Comment prescrire un ou plusieurs médicaments en évitant au maximum les risques d’interactions médicamenteuses et d’effets indésirables ?
La pharmacovigilance et la formation des médecins généralistes sont les deux canaux essentiels pour parvenir à une médecine pour «
la santé d’abord » et pour le patient en particulier.

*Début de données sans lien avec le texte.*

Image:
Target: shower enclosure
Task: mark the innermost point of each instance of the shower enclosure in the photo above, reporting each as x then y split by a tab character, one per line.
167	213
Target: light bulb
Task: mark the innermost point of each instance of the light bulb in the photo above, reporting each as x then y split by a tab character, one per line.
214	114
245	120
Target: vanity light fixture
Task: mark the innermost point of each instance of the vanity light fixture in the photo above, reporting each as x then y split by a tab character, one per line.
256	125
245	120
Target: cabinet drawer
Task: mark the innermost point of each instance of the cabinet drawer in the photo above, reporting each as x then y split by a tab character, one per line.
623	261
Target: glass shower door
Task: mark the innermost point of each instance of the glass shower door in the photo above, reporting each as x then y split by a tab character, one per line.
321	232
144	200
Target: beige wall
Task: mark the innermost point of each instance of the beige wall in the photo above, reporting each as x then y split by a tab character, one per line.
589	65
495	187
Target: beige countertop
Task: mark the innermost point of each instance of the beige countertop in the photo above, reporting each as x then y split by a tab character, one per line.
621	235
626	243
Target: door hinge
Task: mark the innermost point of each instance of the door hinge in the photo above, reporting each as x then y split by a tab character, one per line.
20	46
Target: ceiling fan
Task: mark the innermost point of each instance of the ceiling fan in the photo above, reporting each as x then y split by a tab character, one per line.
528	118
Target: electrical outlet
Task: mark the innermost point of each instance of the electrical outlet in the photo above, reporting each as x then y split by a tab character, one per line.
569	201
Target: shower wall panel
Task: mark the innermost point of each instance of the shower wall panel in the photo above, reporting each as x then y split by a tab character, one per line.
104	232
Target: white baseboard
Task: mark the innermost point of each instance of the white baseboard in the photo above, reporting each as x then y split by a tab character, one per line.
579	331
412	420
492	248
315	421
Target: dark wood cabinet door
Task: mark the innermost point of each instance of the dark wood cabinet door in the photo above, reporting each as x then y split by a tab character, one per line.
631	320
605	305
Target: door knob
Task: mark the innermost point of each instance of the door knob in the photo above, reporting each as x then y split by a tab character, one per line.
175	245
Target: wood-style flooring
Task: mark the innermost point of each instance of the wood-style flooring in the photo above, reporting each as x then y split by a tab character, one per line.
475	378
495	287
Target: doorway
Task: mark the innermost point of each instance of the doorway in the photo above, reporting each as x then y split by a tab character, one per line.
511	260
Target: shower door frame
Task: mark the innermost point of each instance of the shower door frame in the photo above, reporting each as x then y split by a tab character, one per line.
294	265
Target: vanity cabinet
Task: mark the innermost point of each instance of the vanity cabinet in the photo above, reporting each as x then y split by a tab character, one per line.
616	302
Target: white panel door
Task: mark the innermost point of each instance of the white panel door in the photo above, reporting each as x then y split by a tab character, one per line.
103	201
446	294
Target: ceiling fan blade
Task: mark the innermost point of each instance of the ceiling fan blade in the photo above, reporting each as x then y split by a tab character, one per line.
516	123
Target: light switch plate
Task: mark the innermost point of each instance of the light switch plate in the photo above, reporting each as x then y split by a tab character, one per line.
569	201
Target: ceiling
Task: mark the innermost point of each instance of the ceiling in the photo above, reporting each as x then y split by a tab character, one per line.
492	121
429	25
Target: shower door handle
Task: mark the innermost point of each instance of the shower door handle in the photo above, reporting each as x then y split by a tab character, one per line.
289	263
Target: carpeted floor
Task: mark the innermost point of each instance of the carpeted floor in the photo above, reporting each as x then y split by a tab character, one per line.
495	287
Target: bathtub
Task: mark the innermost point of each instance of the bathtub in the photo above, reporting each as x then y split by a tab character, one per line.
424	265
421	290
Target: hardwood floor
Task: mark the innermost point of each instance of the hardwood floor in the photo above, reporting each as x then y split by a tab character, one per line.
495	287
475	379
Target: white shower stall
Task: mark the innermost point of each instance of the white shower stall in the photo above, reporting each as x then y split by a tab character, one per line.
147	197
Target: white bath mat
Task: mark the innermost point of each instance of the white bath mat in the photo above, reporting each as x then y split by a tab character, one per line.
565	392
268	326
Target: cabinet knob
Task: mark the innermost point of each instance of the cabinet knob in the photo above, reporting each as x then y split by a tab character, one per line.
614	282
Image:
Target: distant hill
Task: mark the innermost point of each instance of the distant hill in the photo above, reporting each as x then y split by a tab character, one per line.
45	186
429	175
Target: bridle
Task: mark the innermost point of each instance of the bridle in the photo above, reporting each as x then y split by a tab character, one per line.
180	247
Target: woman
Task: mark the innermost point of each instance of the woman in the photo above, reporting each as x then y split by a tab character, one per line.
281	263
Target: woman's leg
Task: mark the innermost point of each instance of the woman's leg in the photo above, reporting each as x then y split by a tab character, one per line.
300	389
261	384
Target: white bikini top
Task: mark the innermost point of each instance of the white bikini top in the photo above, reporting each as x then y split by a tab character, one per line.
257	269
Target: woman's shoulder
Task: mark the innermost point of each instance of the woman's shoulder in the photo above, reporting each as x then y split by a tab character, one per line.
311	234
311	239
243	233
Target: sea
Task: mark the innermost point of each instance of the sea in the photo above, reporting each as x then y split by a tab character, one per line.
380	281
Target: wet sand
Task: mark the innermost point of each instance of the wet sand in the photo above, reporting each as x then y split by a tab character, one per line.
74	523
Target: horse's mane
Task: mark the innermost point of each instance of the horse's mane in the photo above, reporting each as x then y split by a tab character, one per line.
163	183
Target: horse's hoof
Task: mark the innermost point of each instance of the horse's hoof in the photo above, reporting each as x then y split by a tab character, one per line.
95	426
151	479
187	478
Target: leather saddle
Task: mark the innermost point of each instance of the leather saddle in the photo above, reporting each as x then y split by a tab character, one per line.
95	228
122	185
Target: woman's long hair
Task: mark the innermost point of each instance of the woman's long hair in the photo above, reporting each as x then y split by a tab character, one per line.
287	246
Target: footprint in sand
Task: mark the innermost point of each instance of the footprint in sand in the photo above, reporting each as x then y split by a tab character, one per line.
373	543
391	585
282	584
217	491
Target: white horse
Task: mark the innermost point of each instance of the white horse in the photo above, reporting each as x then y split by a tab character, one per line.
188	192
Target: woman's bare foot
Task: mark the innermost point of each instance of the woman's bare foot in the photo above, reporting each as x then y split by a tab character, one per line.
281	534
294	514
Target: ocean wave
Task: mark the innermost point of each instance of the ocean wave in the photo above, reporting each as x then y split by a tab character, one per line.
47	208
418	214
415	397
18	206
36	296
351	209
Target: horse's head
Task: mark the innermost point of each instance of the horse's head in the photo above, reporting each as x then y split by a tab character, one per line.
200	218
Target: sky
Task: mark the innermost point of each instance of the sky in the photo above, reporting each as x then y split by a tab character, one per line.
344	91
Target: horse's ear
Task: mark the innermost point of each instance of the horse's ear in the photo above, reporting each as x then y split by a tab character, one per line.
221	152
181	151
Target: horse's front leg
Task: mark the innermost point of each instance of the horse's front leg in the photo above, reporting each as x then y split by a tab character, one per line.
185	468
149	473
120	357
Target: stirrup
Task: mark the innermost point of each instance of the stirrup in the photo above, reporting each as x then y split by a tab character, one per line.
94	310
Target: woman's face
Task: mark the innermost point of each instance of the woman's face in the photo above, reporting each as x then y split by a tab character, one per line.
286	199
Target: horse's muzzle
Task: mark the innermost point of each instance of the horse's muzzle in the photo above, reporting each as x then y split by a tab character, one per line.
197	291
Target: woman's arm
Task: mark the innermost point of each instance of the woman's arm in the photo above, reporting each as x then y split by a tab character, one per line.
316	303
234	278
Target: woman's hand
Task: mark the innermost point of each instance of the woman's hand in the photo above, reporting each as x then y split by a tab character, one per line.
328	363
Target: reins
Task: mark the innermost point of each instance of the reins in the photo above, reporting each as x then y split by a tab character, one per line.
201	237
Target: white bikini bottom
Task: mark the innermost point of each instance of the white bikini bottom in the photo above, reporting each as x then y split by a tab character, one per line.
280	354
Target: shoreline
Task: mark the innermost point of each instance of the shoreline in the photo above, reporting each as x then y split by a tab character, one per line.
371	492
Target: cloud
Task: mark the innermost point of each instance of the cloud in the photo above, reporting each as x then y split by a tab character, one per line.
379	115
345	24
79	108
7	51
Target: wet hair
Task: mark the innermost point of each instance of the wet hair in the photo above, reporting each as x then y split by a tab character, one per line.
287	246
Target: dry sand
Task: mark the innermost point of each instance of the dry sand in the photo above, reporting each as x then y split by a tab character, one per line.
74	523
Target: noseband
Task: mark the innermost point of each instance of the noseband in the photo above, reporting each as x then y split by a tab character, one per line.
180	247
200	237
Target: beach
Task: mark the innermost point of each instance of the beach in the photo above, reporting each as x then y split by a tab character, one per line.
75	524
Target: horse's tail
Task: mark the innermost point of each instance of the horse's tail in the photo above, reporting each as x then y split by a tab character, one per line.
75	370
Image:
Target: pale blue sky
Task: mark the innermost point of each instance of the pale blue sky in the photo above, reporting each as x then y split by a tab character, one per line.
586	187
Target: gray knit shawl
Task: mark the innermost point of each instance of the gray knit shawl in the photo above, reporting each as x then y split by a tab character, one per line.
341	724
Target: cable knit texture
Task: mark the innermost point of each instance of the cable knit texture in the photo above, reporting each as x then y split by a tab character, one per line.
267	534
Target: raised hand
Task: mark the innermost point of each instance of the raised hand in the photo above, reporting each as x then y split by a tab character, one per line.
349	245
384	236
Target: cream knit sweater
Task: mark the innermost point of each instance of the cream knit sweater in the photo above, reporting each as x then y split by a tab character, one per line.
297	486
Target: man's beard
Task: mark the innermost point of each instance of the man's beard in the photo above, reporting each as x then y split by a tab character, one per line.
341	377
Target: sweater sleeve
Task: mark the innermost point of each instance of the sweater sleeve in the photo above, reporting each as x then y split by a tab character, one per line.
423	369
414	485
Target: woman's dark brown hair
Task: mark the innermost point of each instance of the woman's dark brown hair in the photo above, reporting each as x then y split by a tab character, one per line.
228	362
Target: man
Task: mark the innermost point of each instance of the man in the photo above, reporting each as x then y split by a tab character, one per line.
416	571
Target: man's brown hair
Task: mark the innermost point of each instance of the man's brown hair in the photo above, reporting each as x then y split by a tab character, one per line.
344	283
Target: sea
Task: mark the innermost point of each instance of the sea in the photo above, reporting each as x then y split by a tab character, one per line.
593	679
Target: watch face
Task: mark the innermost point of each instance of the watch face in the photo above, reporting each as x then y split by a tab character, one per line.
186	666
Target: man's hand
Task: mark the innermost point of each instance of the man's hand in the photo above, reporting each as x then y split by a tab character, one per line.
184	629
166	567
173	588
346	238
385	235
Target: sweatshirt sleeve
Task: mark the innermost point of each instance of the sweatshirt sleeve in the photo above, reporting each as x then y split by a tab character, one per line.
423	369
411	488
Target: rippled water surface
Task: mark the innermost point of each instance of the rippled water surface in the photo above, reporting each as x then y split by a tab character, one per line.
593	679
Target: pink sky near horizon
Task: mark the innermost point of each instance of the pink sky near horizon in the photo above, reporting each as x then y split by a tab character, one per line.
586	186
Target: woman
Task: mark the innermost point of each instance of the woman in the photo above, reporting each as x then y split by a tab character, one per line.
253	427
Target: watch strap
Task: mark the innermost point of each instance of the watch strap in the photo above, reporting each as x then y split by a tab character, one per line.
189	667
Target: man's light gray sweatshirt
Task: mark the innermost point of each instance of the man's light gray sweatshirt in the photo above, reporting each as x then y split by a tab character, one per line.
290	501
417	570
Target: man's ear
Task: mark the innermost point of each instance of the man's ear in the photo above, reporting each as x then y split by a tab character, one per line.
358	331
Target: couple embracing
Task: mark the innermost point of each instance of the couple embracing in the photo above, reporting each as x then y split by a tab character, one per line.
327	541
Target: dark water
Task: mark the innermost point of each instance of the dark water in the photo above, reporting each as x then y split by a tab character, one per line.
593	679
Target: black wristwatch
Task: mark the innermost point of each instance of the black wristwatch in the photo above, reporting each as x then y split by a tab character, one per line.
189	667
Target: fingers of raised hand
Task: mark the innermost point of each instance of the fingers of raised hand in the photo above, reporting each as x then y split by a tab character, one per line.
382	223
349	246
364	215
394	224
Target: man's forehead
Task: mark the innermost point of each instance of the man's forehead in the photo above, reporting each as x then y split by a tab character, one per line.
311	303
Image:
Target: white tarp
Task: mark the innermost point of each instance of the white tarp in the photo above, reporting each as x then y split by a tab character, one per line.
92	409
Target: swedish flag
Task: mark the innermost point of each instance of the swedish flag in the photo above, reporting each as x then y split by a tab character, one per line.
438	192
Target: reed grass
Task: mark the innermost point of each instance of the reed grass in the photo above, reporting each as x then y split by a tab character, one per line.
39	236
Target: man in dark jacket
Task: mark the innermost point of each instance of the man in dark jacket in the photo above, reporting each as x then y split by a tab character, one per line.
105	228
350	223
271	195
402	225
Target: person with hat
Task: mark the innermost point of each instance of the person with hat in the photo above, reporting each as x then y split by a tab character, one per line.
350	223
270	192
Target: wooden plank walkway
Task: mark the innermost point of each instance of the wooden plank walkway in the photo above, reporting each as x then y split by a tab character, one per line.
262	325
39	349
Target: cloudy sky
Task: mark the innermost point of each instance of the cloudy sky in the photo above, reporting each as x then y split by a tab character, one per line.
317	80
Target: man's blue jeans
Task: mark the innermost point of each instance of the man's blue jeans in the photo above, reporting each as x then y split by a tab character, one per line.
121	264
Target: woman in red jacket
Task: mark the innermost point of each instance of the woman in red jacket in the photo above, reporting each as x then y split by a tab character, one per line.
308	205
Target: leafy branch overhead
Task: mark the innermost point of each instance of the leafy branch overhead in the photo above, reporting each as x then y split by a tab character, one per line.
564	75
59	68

Bien connaitre le fonctionnement d’un médicament, comment le prescrire et disposer des données indépendantes tant cliniques que pharmacologiques est une des missions de cet espace.
Aujourd’hui
encore le nombre d’hospitalisations dues à des effets iatrogéniques est anormalement élevé. En dehors de la détérioration de l’état de santé des personnes atteintes, le coût économique est trop important (lire les articles en ligne) et pourtant largement évitable.

Il est urgent de modifier la façon de prescrire les médicaments, de revoir la prise en charge des patients et de prendre en considération de manière significative la pharmacologie et la pharmacovigilance.

Grâce à la collaboration de tous, médecins, patients et pharmacologues, nous serons à même de poser ensemble la première pierre d’une santé au service « du patient ».

Bonne lecture.

vendredi 9 septembre 2011

Pharmacovigilance : « la vérité, toute la vérité rien que la vérité »

Santé publique

Pharmacovigilance : « la vérité, toute la vérité rien que la vérité »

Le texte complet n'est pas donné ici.